Oswald et lady Nelvil ne pouvaient faire un pas sans être assaillis par une quantité de mendians, qui sont en général le fléau de l’Italie. En passant devant les prisons de Bologne, dont les Barreaux donnent sur la rue, les détenus se livraient à la joie la plus déplaisante ; ils s’adressaient aux passans d’une voix de tonnerre, et demandaient des secours avec des plaisanteries ignobles et des rires immodérés ; enfin tout donnait l’idée dans ce lieu d’un peuple sans dignité. — Ce n’est pas ainsi, dit Lucile, que se montre en Angleterre notre peuple concitoyen de ses chefs. Oswald, un tel pays peut-il vous plaire ? — Dieu me préserve, répondit Oswald, de jamais renoncer à ma patrie ; mais quand vous aurez passé les Apennins, vous entendrez parler le toscan ; vous verrez le véritable midi ; vous connaîtrez le peuple spirituel et animé de ces contrées, et vous serez, je le crois, moins sévère pour l’Italie. —

On peut juger la nation italienne, suivant les circonstances, d’une manière tout-à-fait différente. Quelquefois le mal qu’on en a dit si souvent s’accorde avec ce que l’on voit ; et d’autres fois il paraît souverainement injuste. Dans un pays où la plupart des gouvernemens étaient sans garantie, et l’empire de l’opinion presque aussi nul pour les premières classes que pour les dernières ; dans un pays où la religion est plus occupée du culte que de la morale, il y a peu de bien à dire de la nation considérée d’une manière générale, mais on y rencontre beaucoup de qualités privées. C’est donc le hasard des relations individuelles qui inspire aux voyageurs la satire ou la louange ; les personnes que l’on connaît particulièrement décident du jugement qu’on porte sur la nation, jugement qui ne peut trouver de base fixe, ni dans les institutions, ni dans les mœurs, ni dans l’esprit public.
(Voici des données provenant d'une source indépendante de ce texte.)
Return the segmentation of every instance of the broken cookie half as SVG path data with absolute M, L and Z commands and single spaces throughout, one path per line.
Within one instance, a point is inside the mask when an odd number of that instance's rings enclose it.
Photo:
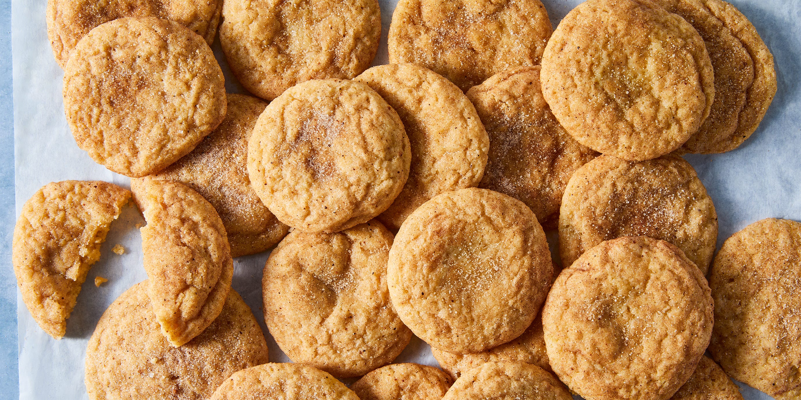
M 66 331 L 81 284 L 131 192 L 99 181 L 51 182 L 22 206 L 12 262 L 22 301 L 48 334 Z
M 147 294 L 161 331 L 175 346 L 200 334 L 219 315 L 234 266 L 217 211 L 174 181 L 133 179 L 141 228 Z

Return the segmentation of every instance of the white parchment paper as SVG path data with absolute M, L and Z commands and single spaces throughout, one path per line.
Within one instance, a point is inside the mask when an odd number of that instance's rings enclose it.
M 387 32 L 396 2 L 379 1 L 383 30 L 375 65 L 387 62 Z M 542 1 L 554 27 L 581 2 Z M 720 223 L 718 246 L 731 234 L 761 218 L 801 221 L 801 2 L 730 1 L 751 19 L 773 52 L 779 91 L 759 129 L 740 148 L 723 154 L 686 157 L 714 201 Z M 50 182 L 96 179 L 130 186 L 127 178 L 95 164 L 72 138 L 62 103 L 62 72 L 47 39 L 46 4 L 46 0 L 12 0 L 18 214 L 22 204 Z M 242 92 L 225 63 L 219 42 L 214 48 L 226 73 L 228 91 Z M 89 273 L 63 339 L 54 340 L 39 329 L 18 294 L 21 399 L 87 398 L 83 386 L 87 342 L 111 302 L 147 278 L 135 228 L 143 223 L 137 210 L 127 207 L 112 225 L 103 256 Z M 123 255 L 111 251 L 118 243 L 126 248 Z M 268 254 L 261 254 L 236 259 L 233 287 L 261 324 L 270 360 L 288 362 L 264 325 L 260 282 L 267 257 Z M 109 282 L 95 287 L 95 276 Z M 437 366 L 428 345 L 416 338 L 396 361 Z M 771 398 L 744 385 L 740 387 L 747 400 Z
Oswald et Lucile allèrent voir ensemble les belles collections de tableaux qui sont à Bologne. Oswald, en les parcourant, s’arrêta long-temps devant la Sibylle peinte par Le Dominiquin. Lucile remarqua l’intérêt qu’excitait en lui ce tableau, et voyant qu’il s’oubliait long-temps à le contempler, elle osa s’approcher enfin, et lui demanda timidement si la Sibylle du Dominiquin parlait plus à son cœur, que la Madone du Corrège. Oswald comprit Lucile, et fut étonné de tout ce que ce mot signifiait ; il la regarda quelque temps sans lui répondre, et puis il lui dit : — La Sibylle ne rend plus d’oracles ; son génie, son talent, tout est fini : mais l’angélique figure du Corrège n’a rien perdu de ses charmes ; et l’homme malheureux qui fit tant de mal à l’une ne trahira jamais l’autre. — En achevant ces mots, il sortit pour cacher son trouble.

  1. On avait annoncé pour deux heures après midi, une éclipse de soleil à Bologne, le peuple se rassembla sur la place publique pour la voir, et impatient de ce qu’elle tardait, il l’appelait impétueusement comme un acteur qui se fait attendre ; enfin elle commença : et comme le temps nébuleux empêchait qu’elle ne produisît un grand effet, il se mit à la siffler à grand bruit, trouvant que le spectacle ne répondait pas à son attente.